Born to a Finnish-American mother and Iñupiaq/Athabascan father, Erica Lord grew up traveling between her father's village in Nenana, Alaska and her mother's home community in Michigan. Nenana, located in Central Alaska, has a large Native population, according to the 2010 census it's populated by 378 people. Her mother lived in a mostly white town in Michigan’s Upper Peninsula. Lord’s father was an activist in the Indian movement.[3] Her personal experience perpetually moving between various geographic places inspires her work's interest in themes of displacement, cultural identity and cultural limbo.[2]

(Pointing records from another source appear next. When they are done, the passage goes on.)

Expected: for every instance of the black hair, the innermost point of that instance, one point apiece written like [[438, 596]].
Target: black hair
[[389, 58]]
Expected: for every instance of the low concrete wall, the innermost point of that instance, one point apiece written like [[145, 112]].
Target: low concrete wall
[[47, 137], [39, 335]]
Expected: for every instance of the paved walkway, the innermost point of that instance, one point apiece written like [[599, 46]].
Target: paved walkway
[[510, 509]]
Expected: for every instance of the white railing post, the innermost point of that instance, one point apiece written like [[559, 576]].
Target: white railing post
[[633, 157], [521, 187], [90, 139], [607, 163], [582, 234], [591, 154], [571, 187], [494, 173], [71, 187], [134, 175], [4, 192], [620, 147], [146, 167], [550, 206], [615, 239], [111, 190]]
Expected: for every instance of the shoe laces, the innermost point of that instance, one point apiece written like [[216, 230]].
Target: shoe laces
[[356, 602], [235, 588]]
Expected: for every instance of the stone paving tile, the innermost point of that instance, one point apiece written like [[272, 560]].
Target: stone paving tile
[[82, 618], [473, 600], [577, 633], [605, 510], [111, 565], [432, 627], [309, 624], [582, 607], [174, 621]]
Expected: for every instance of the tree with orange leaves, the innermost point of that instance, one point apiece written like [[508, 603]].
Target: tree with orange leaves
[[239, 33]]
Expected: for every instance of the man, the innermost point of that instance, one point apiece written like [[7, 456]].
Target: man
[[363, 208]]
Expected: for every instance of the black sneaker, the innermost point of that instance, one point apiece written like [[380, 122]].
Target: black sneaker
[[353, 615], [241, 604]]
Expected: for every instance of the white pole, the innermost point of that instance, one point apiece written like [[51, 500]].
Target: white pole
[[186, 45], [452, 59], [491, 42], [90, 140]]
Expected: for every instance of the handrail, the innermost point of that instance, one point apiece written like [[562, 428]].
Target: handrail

She received a B.A. in liberal arts and studio arts from Carleton College in 2001 and completed her M.F.A. in sculpture and photography at The School of the Art Institute of Chicago in 2006.[4]

Career

Erica Lord has exhibited her work in solo exhibitions at the DeVos Museum of Art (Marquette, MI) and the Alaska Native Arts Foundation Gallery (Anchorage, AK), as well as in group exhibitions such as the Havana Biennial and the Museum of Contemporary Native American Art.[5]

Notable exhibitions

  • 2010, Dry Ice, Museum of Contemporary Native American Art, Santa Fe, NM[5]

Works

  • Un/Defined Self-Portrait Series (2005), C-prints of variable dimension
  • (Untitled) I Tan To Look More Native (2006), Digital Inkjet, variable dimensions
  • Artifact Piece, Revisited, (2009), performance and mixed media installation: On April 3rd, 2008 Erica Lord arrived at the George Gustav Heye Center, the National Museum of the American Indian, at the Smithsonian Museum in New York, for a performance/installation titled Artifact Piece, Revisited. This piece was a reenactment of American artist James Luna’s Artifact Piece, that he first performed at the San Diego Museum of Man in 1987. When Lord entered the gallery, she lay down in a case, closed her eyes, and allowed museum visitors to examine her over the next few hours. Captions placed throughout the display identified parts of her, such as her painted toenails. There were two glass cases on either side of the box where Lord laid, that contained clothing and her personal possessions. One side contained Alaskan Native dress, and the other contained modern clothing. This first performance of Artifact Piece, Revisited was followed by lectures and a discussion with Lord herself. The artist returned to the museum to perform the piece again twice over the next two days. Using her body as a conversation piece, Lord critiqued the displaying of Native people in museum exhibits and the display of women’s bodies.

References

  1. Museum of Contemporary Native Arts. (2011). New Native art criticism : manifestations. Santa Fe, NM: Museum of Contemporary Native Arts. pp. 132–133. ISBN 9780615489049.
  2. 1 2 "home page". Erica Lord. Erica Lord. Retrieved 8 March 2015.
  3. Smith, Paul Chaat (2009). Everything You Know about Indians Is Wrong. Minneapolis, Minnesota: University of Minnesota Press.
  4. Lord, Erica (2009). Williams, Maria Sháa Tláa, ed. The Alaska Native Reader: History, Culture, Politics. Duke University Press Books. p. 340.
  5. 1 2 "Erica Lord C.V." Erica Lord. Retrieved 8 March 2015.
  6. Fairfield, Douglas (10 July 2009). "ART IN REVIEW". The Santa Fe New Mexican.
  7. "BADLAND: REBECCA BELMORE, LORI BLONDEAU, BONNIE DEVINE, AND ERICA LORD". Gallery Guide West. 2009.
  8. "Native Artists Challenge Landscape Traditions in 'Off the Map'". Seminole Tribune. 8 March 2015.